In [1]:
import boto3
import s3fs
import sagemaker
from sagemaker import get_execution_role
import time
import pandas as pd
import matplotlib.pyplot as plt
from helper import *

  from pandas.util.testing import assert_frame_equal


In [2]:
# session, role, bucket
sagemaker_session = sagemaker.Session()
role = sagemaker.get_execution_role()             # IAM role to use by SageMaker

s3_bucket = sagemaker_session.default_bucket()
s3_prefix = 'MLEND-Capstone-Project'    

region = sagemaker_session.boto_region_name

s3_data_path = "s3://{}/{}/data_indicator".format(s3_bucket, s3_prefix)
s3_output_path = "s3://{}/{}/output_indicator".format(s3_bucket, s3_prefix)

image_name = sagemaker.amazon.amazon_estimator.get_image_uri(region, "forecasting-deepar", "latest")

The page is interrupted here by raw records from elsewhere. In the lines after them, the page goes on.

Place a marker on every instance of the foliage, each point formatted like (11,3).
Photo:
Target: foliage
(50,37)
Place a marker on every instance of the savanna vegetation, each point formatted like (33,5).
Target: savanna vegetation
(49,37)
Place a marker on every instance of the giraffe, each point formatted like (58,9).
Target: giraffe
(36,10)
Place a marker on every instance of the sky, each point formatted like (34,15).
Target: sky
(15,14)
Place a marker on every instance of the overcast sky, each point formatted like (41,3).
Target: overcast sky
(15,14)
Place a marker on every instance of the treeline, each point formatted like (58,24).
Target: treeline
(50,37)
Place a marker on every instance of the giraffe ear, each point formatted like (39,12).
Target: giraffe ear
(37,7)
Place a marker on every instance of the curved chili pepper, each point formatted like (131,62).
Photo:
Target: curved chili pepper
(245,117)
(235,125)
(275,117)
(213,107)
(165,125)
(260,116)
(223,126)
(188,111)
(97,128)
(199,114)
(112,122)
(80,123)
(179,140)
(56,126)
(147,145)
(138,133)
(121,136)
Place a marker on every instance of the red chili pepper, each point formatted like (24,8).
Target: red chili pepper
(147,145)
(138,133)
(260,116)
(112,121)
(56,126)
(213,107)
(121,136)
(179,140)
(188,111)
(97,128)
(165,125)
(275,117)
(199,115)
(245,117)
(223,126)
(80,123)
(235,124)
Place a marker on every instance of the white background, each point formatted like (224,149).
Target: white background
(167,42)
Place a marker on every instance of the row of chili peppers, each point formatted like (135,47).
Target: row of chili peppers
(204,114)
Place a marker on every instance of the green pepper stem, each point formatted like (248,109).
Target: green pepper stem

'get_image_uri' method will be deprecated in favor of 'ImageURIProvider' class in SageMaker Python SDK v2.


In [3]:
stock_indicator_data = pd.read_csv('stock_data.csv',parse_dates=True, index_col=[0,1])
get_target_distribution(stock_indicator_data)


-1:  390748
 0:  389090
 1:  397485


In [4]:
tickers = get_sp500_tickers()


In [5]:

freq = 'D'

# we predict for 1 day
prediction_length = 1

# we use 50 days as context length, this is the number of state updates accomplished before making predictions
context_length = 50

end_training = pd.Timestamp('2018-12-31', freq=freq)

timeseries = []
    
for ID,ticker in list(enumerate(tickers)):
    ticker = stock_indicator_data.loc[(slice(None), ticker), :]
    if ticker.index[0][0]<end_training:
        timeseries.append(ticker)

In [25]:
dynamic_feat = ['Adj Close','Volume','PC1','PC2','PC3','PC4','PC5','PC6']
training_data = [
    {
            "start": str(ts.index[0][0]),
            "target": ts['target'][ts.index[0][0]:end_training].tolist(), # We use -1, because pandas indexing includes the upper bound 
            "dynamic_feat": ts[dynamic_feat][ts.index[0][0]:end_training].values.T.tolist()
    }
    for ts in timeseries
]
print(len(training_data))

491


In [26]:
num_test_windows = 10

test_data = [
    {
        "start": str(ts.index[0][0]),
        "target": ts['target'][ts.index[0][0]:end_training + timedelta(days=(2*k * prediction_length))].tolist(),
        "dynamic_feat": ts[dynamic_feat][ts.index[0][0]:end_training + timedelta(days=(2*k * prediction_length))].values.T.tolist()
    }
    for k in range(1, num_test_windows + 1) 
    for ts in timeseries
]
print(len(test_data))



4910


In [27]:
%%time
write_json_dataset("train_indicator.json", training_data)
write_json_dataset("test_indicator.json", test_data)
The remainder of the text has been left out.